Just as the ruling junta in Myanmar has now proposed a constitution that would prohibit the elected leader from running for office and would ban her political party from conducting any public campaign, the Sudanese government can likewise make some conciliatory gesture such as perhaps not aiming weapons directly at but perhaps just in the general direction of unarmed civilians? At least the political hero in Myanmar is alive, probably saved by fears that martyrdom is more dangerous than house arrest. In Sudan, most potential leaders are dead. And in the T place, most serious leaders who object to the economic and cultural displacement of natives by Han Chinese are either in exile or now will be in prison for re-education.
I recently read that the Japanese justify whaling because it was western whaling ships that first brought about near extinction to the whales: the westerners had their good turn, so the Japanese must not be deprived of that good turn as well. Similarly, China and India are embarking on paths leading to exponential growth in energy consumption because the west had its turn at development, and now it’s China and India’s turn to develop. It could be argued, along these lines, that the cultural extinction which accompaniess Han Chinese influx into the high plateau is merely a modern day parallel to the displacement of native populations in the American West. There’s just one fallacy with all of these arguments: two wrongs do not make a right.

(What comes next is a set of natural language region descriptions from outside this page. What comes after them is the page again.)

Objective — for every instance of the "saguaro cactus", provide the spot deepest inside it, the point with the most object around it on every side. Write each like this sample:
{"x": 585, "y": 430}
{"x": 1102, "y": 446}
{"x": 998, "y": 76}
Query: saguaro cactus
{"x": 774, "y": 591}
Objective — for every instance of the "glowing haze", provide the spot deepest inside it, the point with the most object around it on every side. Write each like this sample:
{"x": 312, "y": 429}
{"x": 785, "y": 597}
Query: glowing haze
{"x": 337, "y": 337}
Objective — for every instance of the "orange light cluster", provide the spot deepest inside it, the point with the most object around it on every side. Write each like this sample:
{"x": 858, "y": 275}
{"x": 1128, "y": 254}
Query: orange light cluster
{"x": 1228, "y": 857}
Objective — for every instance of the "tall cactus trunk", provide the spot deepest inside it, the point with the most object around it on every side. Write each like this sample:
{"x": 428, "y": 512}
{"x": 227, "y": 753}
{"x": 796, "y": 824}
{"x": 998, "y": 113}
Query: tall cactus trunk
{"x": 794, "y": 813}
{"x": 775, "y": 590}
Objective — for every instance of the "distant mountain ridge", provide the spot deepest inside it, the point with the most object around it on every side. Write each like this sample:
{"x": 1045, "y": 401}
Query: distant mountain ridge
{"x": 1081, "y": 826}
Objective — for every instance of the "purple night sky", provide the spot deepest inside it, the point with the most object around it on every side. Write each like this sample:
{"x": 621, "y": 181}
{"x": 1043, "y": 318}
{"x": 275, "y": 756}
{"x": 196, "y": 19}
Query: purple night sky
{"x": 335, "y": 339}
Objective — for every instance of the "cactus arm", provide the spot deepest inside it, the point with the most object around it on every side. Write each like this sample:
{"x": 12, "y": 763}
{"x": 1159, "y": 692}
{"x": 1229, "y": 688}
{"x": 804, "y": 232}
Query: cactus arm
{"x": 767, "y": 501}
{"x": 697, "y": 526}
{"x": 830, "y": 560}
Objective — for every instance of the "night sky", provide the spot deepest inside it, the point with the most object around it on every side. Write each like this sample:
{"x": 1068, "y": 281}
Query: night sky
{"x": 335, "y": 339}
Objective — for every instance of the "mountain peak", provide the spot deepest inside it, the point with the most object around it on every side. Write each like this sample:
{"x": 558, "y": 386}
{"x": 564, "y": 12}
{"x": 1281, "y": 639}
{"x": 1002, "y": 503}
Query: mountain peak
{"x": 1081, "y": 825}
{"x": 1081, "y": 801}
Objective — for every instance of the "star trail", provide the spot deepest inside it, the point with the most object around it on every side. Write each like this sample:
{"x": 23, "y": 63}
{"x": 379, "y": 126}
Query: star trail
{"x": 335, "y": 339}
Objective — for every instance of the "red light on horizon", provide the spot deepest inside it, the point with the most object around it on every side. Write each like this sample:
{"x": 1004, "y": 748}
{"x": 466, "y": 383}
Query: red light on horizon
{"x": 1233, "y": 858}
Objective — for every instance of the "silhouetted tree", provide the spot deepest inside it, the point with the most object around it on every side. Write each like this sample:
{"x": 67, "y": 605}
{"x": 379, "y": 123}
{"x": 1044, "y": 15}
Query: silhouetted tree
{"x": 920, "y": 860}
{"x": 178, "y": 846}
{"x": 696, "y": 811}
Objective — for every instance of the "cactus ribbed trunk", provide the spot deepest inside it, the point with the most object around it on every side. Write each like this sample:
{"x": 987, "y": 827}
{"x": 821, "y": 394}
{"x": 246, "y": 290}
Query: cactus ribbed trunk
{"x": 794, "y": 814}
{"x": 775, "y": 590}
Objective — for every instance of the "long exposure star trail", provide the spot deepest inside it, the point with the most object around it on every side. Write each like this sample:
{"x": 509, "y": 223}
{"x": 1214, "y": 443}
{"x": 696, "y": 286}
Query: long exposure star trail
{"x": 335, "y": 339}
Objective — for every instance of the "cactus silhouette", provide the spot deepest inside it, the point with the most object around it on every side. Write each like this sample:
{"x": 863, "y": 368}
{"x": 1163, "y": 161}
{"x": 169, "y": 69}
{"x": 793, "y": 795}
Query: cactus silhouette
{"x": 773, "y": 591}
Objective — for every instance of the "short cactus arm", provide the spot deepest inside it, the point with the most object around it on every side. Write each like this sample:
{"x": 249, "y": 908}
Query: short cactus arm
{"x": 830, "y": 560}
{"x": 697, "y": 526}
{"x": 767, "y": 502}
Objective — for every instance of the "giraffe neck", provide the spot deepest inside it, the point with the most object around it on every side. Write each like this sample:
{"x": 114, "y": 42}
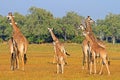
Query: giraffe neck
{"x": 15, "y": 28}
{"x": 88, "y": 25}
{"x": 53, "y": 36}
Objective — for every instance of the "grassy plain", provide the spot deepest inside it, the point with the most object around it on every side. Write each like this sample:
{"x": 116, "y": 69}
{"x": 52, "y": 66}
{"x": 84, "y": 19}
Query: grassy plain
{"x": 40, "y": 67}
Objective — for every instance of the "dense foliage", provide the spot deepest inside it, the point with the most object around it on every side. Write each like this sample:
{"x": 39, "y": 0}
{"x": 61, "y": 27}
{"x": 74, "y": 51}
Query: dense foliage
{"x": 34, "y": 26}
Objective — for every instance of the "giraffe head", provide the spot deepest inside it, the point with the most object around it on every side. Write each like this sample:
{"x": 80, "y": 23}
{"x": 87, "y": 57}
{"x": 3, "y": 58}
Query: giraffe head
{"x": 50, "y": 29}
{"x": 10, "y": 16}
{"x": 82, "y": 27}
{"x": 89, "y": 20}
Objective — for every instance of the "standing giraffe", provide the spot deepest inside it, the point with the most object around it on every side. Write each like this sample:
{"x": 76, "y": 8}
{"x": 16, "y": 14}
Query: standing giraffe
{"x": 20, "y": 40}
{"x": 95, "y": 50}
{"x": 13, "y": 51}
{"x": 85, "y": 46}
{"x": 60, "y": 53}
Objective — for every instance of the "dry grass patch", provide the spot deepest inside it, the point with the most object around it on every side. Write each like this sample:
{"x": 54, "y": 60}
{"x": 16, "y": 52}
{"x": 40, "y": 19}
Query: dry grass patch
{"x": 40, "y": 67}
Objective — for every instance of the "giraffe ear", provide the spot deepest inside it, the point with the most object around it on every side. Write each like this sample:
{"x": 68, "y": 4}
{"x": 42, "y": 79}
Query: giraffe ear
{"x": 51, "y": 28}
{"x": 10, "y": 23}
{"x": 15, "y": 22}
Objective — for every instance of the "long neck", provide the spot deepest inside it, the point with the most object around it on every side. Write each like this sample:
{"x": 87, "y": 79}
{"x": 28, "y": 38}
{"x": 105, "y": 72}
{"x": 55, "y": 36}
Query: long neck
{"x": 88, "y": 26}
{"x": 15, "y": 28}
{"x": 53, "y": 36}
{"x": 91, "y": 39}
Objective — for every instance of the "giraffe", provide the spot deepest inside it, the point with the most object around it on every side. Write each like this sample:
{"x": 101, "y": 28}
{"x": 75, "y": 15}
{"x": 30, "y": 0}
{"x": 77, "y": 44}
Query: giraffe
{"x": 85, "y": 46}
{"x": 13, "y": 51}
{"x": 60, "y": 52}
{"x": 96, "y": 49}
{"x": 20, "y": 40}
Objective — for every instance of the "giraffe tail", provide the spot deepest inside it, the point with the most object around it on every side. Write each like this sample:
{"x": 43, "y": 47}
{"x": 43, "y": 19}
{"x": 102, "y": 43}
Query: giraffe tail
{"x": 67, "y": 54}
{"x": 108, "y": 60}
{"x": 25, "y": 58}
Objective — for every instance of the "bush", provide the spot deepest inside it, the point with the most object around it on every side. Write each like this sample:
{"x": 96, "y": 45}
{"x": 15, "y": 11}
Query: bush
{"x": 77, "y": 39}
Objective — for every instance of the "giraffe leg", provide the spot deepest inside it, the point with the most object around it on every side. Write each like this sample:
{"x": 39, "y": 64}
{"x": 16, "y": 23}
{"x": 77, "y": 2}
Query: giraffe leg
{"x": 54, "y": 59}
{"x": 22, "y": 57}
{"x": 12, "y": 61}
{"x": 17, "y": 58}
{"x": 106, "y": 64}
{"x": 101, "y": 69}
{"x": 58, "y": 68}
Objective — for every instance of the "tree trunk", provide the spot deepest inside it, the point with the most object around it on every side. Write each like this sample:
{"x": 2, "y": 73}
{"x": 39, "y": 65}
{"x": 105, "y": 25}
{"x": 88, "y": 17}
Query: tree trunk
{"x": 106, "y": 39}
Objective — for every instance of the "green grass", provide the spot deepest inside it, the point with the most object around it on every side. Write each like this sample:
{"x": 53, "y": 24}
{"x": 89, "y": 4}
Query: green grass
{"x": 40, "y": 67}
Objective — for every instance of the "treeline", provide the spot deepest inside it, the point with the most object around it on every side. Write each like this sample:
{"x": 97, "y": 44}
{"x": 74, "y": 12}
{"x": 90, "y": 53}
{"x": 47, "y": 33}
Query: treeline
{"x": 34, "y": 26}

It’s far too easy to blame social unrest on outside forces rather than admit to policy failures or the existence of issues that warrant correction. Honesty, along with full and fair evaluation and changing of course, is much more difficult medicine than name calling, blame shifting, cartoons and caricatures. One of the weaknesses of America’s national religion, Democracy, is that the public is far too enamored with hearing what it wants to hear than in facing the true issues and hard facts and swallowing the bitter medicine (witness the current American political and economic scene). A command – based government has no such excuse. If this government says, "Let’s build a modern city," then by golly that city will be built and it will be inhabited by people (witness Shenzhen). If this government has the political will to address an issue, then it will be addressed. All that is needed is wisdom, courage, and senstitivity. Fortunately, I believe the Chinese government is capable of this political will, if it will allow the door to open to the idea.
If that happens, then economic engagement will not have been a failure in the civil humanist project.